Issue 18384
Incorrect Hyperlink
18384
Reporter: feedback bot
Type: Feedback
Summary: Incorrect Hyperlink
Status: Reopened
Created: 2016-04-07 20:33:48.231
Updated: 2016-04-11 10:46:46.719
Description: Please take a look at the hyperlink for complete classification for this record, http://webcache.googleusercontent.com/search?q=cache:d0bjBgZx1FAJ:www.gbif.org/species/103050321+&cd=10&hl=en&ct=clnk&gl=ca
The hyperlink takes one to a different organism. The original hyperlink is for a scarab beetle, the complete classification link takes one to a species of dragonfly.]]>
Author: mdoering@gbif.org
Comment: Indeed the id is now pointing to a different record. But this is for the NCBI checklist dataset, not the GBIF Backbone.

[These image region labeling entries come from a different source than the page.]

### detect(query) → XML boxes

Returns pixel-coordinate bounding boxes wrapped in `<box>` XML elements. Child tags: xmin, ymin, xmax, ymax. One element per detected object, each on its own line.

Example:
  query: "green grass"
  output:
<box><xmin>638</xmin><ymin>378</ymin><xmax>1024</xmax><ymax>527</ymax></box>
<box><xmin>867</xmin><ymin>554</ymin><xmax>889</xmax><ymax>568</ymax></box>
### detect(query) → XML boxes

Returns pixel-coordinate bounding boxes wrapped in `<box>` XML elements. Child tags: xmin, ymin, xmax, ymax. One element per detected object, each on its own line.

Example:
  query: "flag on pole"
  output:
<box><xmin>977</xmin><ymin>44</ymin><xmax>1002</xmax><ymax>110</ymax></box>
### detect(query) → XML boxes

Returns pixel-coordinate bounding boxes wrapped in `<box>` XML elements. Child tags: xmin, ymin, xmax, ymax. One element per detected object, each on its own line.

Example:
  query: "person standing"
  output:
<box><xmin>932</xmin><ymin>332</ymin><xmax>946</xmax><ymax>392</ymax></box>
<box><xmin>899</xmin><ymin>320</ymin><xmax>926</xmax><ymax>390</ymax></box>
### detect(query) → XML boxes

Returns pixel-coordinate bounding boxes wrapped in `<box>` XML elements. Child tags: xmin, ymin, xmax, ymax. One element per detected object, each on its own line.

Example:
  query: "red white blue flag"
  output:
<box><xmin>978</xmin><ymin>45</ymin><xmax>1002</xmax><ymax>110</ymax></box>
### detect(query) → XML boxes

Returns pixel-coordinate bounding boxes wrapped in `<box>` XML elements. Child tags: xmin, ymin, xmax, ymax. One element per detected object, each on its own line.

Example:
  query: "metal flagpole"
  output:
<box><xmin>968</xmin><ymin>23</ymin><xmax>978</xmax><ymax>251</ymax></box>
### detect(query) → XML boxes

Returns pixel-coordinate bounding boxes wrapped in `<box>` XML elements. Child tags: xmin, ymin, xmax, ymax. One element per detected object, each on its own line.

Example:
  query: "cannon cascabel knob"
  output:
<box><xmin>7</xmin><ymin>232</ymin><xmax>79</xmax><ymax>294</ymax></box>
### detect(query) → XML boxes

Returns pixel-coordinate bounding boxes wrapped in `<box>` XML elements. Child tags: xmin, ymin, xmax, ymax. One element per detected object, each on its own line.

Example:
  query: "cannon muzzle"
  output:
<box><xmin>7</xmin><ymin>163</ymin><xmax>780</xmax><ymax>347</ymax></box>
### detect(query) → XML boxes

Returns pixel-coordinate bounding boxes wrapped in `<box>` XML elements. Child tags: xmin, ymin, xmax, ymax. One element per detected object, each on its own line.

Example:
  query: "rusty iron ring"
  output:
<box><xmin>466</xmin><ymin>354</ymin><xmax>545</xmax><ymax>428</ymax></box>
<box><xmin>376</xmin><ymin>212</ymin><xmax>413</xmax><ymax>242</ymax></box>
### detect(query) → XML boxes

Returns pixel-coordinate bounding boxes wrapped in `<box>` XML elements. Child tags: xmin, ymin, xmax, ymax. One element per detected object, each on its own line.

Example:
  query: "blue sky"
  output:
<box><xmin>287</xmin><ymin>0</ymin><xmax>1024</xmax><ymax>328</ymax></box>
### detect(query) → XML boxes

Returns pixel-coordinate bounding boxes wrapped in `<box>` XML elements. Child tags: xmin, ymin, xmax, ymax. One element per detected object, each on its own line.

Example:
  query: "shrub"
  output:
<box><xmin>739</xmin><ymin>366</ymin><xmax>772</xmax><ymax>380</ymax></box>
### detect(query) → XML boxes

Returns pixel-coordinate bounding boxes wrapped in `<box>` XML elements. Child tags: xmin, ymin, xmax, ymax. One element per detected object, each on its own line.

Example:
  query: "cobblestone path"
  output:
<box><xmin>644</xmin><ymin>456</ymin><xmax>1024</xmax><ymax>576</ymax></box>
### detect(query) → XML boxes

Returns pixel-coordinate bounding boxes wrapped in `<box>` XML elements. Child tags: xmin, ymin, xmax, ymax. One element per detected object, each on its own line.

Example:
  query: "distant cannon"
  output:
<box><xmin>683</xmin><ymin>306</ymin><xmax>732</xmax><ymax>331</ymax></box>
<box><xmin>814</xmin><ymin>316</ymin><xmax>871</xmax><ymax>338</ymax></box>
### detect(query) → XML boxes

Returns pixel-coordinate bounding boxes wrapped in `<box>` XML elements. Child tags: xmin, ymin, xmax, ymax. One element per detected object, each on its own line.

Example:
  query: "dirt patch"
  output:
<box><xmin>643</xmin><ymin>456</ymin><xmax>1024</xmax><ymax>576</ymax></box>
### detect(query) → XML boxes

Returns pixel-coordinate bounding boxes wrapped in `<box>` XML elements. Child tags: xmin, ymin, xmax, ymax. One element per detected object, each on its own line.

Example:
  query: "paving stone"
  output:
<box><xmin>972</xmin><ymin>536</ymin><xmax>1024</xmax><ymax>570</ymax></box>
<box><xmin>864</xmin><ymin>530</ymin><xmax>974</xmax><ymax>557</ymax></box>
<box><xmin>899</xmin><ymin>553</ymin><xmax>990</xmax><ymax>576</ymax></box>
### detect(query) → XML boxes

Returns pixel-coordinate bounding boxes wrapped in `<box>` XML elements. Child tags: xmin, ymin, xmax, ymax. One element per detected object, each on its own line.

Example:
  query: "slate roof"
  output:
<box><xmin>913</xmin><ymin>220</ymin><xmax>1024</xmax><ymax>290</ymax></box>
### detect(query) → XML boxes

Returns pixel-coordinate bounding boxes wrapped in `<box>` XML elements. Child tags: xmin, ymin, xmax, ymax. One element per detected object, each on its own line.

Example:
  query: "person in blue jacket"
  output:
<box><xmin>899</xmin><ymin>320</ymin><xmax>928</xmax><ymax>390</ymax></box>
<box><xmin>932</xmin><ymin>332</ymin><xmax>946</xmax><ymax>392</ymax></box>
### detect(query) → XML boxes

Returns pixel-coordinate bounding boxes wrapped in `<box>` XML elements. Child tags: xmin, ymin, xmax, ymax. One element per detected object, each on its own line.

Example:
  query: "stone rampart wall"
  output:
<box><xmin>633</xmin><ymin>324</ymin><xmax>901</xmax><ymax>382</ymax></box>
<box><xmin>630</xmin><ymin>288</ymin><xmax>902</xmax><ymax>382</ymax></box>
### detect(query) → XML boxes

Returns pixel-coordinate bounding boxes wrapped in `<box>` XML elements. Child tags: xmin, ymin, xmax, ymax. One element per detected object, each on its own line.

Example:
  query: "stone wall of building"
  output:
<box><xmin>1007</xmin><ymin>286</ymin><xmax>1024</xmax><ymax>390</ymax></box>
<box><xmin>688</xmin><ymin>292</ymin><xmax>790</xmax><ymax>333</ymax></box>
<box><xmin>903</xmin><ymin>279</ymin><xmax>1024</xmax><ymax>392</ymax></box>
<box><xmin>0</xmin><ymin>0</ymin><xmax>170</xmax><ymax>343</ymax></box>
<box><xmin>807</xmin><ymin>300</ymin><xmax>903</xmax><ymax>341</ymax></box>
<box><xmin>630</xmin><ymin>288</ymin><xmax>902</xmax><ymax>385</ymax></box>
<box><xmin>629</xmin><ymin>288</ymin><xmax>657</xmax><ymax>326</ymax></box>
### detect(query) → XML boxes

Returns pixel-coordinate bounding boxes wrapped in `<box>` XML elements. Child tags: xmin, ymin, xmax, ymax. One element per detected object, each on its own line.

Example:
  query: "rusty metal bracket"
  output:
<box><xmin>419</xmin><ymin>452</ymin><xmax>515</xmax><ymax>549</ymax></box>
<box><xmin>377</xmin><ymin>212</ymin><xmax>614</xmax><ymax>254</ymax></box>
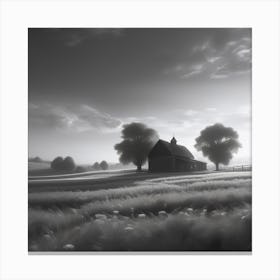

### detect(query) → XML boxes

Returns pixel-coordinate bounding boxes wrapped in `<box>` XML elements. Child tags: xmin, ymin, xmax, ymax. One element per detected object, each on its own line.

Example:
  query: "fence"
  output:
<box><xmin>220</xmin><ymin>165</ymin><xmax>252</xmax><ymax>171</ymax></box>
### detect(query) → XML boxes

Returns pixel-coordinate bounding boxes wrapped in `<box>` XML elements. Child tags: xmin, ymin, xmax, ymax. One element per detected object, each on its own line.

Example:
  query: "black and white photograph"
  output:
<box><xmin>28</xmin><ymin>28</ymin><xmax>252</xmax><ymax>253</ymax></box>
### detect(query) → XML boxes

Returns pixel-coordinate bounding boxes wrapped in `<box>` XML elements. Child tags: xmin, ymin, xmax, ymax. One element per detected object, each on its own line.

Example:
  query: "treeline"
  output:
<box><xmin>51</xmin><ymin>156</ymin><xmax>109</xmax><ymax>172</ymax></box>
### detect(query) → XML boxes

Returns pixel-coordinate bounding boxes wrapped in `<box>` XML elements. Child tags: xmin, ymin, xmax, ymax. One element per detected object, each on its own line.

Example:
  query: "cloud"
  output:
<box><xmin>165</xmin><ymin>33</ymin><xmax>252</xmax><ymax>79</ymax></box>
<box><xmin>29</xmin><ymin>103</ymin><xmax>121</xmax><ymax>132</ymax></box>
<box><xmin>55</xmin><ymin>28</ymin><xmax>124</xmax><ymax>47</ymax></box>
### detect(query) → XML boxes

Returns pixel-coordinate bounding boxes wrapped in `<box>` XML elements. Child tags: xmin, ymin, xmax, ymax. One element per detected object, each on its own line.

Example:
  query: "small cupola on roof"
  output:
<box><xmin>170</xmin><ymin>136</ymin><xmax>177</xmax><ymax>145</ymax></box>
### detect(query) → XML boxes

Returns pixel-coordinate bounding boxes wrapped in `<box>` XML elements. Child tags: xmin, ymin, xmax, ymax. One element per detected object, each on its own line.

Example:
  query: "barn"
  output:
<box><xmin>148</xmin><ymin>137</ymin><xmax>207</xmax><ymax>172</ymax></box>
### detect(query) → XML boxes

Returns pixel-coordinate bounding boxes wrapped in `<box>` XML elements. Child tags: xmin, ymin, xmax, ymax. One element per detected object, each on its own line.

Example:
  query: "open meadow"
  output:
<box><xmin>28</xmin><ymin>171</ymin><xmax>252</xmax><ymax>251</ymax></box>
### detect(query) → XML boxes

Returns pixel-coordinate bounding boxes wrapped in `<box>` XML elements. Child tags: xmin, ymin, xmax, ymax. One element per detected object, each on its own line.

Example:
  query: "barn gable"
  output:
<box><xmin>149</xmin><ymin>139</ymin><xmax>194</xmax><ymax>159</ymax></box>
<box><xmin>148</xmin><ymin>137</ymin><xmax>206</xmax><ymax>172</ymax></box>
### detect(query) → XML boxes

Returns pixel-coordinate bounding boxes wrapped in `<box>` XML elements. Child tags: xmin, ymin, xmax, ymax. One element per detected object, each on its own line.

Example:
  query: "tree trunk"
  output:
<box><xmin>215</xmin><ymin>163</ymin><xmax>219</xmax><ymax>171</ymax></box>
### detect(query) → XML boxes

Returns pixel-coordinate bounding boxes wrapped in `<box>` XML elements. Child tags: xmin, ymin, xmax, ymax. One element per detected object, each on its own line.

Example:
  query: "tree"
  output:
<box><xmin>63</xmin><ymin>157</ymin><xmax>76</xmax><ymax>171</ymax></box>
<box><xmin>115</xmin><ymin>122</ymin><xmax>158</xmax><ymax>171</ymax></box>
<box><xmin>51</xmin><ymin>157</ymin><xmax>63</xmax><ymax>170</ymax></box>
<box><xmin>92</xmin><ymin>162</ymin><xmax>100</xmax><ymax>170</ymax></box>
<box><xmin>195</xmin><ymin>123</ymin><xmax>241</xmax><ymax>171</ymax></box>
<box><xmin>100</xmin><ymin>160</ymin><xmax>109</xmax><ymax>170</ymax></box>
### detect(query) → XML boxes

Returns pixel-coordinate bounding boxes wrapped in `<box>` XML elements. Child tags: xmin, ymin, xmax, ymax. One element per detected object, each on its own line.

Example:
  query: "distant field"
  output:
<box><xmin>28</xmin><ymin>172</ymin><xmax>252</xmax><ymax>251</ymax></box>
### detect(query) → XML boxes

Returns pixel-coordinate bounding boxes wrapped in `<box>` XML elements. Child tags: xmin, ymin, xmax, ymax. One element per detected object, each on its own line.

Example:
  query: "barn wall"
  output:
<box><xmin>149</xmin><ymin>156</ymin><xmax>174</xmax><ymax>172</ymax></box>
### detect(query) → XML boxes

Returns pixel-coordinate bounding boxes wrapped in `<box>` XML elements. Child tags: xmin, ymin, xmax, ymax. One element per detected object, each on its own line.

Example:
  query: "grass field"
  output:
<box><xmin>28</xmin><ymin>172</ymin><xmax>252</xmax><ymax>251</ymax></box>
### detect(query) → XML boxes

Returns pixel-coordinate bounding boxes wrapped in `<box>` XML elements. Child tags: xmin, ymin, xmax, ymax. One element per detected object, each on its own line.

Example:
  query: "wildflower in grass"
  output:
<box><xmin>124</xmin><ymin>226</ymin><xmax>134</xmax><ymax>231</ymax></box>
<box><xmin>158</xmin><ymin>210</ymin><xmax>168</xmax><ymax>217</ymax></box>
<box><xmin>138</xmin><ymin>214</ymin><xmax>146</xmax><ymax>219</ymax></box>
<box><xmin>63</xmin><ymin>244</ymin><xmax>75</xmax><ymax>251</ymax></box>
<box><xmin>94</xmin><ymin>214</ymin><xmax>107</xmax><ymax>220</ymax></box>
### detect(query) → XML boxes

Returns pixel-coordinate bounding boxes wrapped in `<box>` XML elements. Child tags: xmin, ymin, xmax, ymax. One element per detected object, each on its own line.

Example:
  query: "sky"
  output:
<box><xmin>28</xmin><ymin>28</ymin><xmax>252</xmax><ymax>164</ymax></box>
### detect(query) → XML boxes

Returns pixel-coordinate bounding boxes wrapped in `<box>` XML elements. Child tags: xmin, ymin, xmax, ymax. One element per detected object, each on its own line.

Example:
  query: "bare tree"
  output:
<box><xmin>115</xmin><ymin>122</ymin><xmax>158</xmax><ymax>171</ymax></box>
<box><xmin>195</xmin><ymin>123</ymin><xmax>241</xmax><ymax>171</ymax></box>
<box><xmin>100</xmin><ymin>160</ymin><xmax>109</xmax><ymax>170</ymax></box>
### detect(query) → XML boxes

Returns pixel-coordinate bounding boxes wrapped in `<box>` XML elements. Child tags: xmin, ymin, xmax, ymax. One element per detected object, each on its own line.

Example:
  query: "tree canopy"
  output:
<box><xmin>195</xmin><ymin>123</ymin><xmax>241</xmax><ymax>170</ymax></box>
<box><xmin>115</xmin><ymin>122</ymin><xmax>158</xmax><ymax>171</ymax></box>
<box><xmin>100</xmin><ymin>160</ymin><xmax>109</xmax><ymax>170</ymax></box>
<box><xmin>51</xmin><ymin>156</ymin><xmax>76</xmax><ymax>171</ymax></box>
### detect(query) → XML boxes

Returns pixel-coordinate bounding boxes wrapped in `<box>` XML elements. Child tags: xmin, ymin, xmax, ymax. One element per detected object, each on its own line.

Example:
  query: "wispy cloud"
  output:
<box><xmin>165</xmin><ymin>34</ymin><xmax>252</xmax><ymax>79</ymax></box>
<box><xmin>54</xmin><ymin>28</ymin><xmax>124</xmax><ymax>47</ymax></box>
<box><xmin>29</xmin><ymin>103</ymin><xmax>121</xmax><ymax>132</ymax></box>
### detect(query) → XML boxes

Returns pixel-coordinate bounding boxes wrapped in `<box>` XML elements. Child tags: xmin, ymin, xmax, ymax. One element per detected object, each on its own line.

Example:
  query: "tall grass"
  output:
<box><xmin>28</xmin><ymin>172</ymin><xmax>252</xmax><ymax>251</ymax></box>
<box><xmin>31</xmin><ymin>209</ymin><xmax>251</xmax><ymax>251</ymax></box>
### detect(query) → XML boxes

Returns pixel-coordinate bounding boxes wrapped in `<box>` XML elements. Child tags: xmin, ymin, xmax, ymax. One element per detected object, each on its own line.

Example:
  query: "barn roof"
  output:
<box><xmin>151</xmin><ymin>139</ymin><xmax>194</xmax><ymax>159</ymax></box>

And if a publisher does not keep his local identifiers stable the GBIF ids will also change like in this case. Not much we can do about this. dwc:taxonID needs to be stable in the published source for GBIF to keep the non backbone ids stable
Created: 2016-04-07 21:55:13.912
Updated: 2016-04-07 21:55:13.912
Author: rdmpage
Created: 2016-04-08 09:10:30.333
Updated: 2016-04-08 09:10:30.333
[~mdoering@gbif.org] I think there's something a little more complicated going on here. NCBI taxon ids are pretty stable so I'm surprised there is an issue like this. However, looking at the Darwin Core Archive for the NCBI taxonomy it looks like there are two sets of ids, one is the NCBI tax_id (stable) and the other is a sequential number with the prefix "e" (e1, e2, etc.). These ids are the synonyms, e.g.
e328876 Tetrathemis corduleformis 753953 misspelling
753953 Tetrathemis corduliformis species 333463
e328877 Tetrathemis corduliformis Longfield, 1936 753953 authority
753953 is the tax_id. NCBI doesn't have distinct identifiers for synonyms (every name is linked to the same tax_id) so arbitrary ones have been created (e328876 and e328877, the 328876th and e328877th synonym in this archive). Every time this file is generated (who does this?) the tax_ids are likely to be stable (NCBI does merge some occasionally, but not many) but the "e" ids will likely be different each time :(
GBIF generates taxa from each row in the NCBI Darwin Core archive, so some will have TAXONID tax_id and hence keep the same GBIF nub id, but those with "e" prefix will likely change. This is what happened here, the id "e327195" ends up being assigned the same GBIF nub id even if the taxon is different. Hence, the user is rightly confused about why this GBIF page has changed (if they'd picked http://www.gbif.org/species/104648044 they wouldn't have seen any changes).
Maybe we can reopen this issue, as the there's a problem with how the NCBI data is generated and parsed, and at the moment it pretty much guarantees that many NCBI taxa will have different nub ids with each update.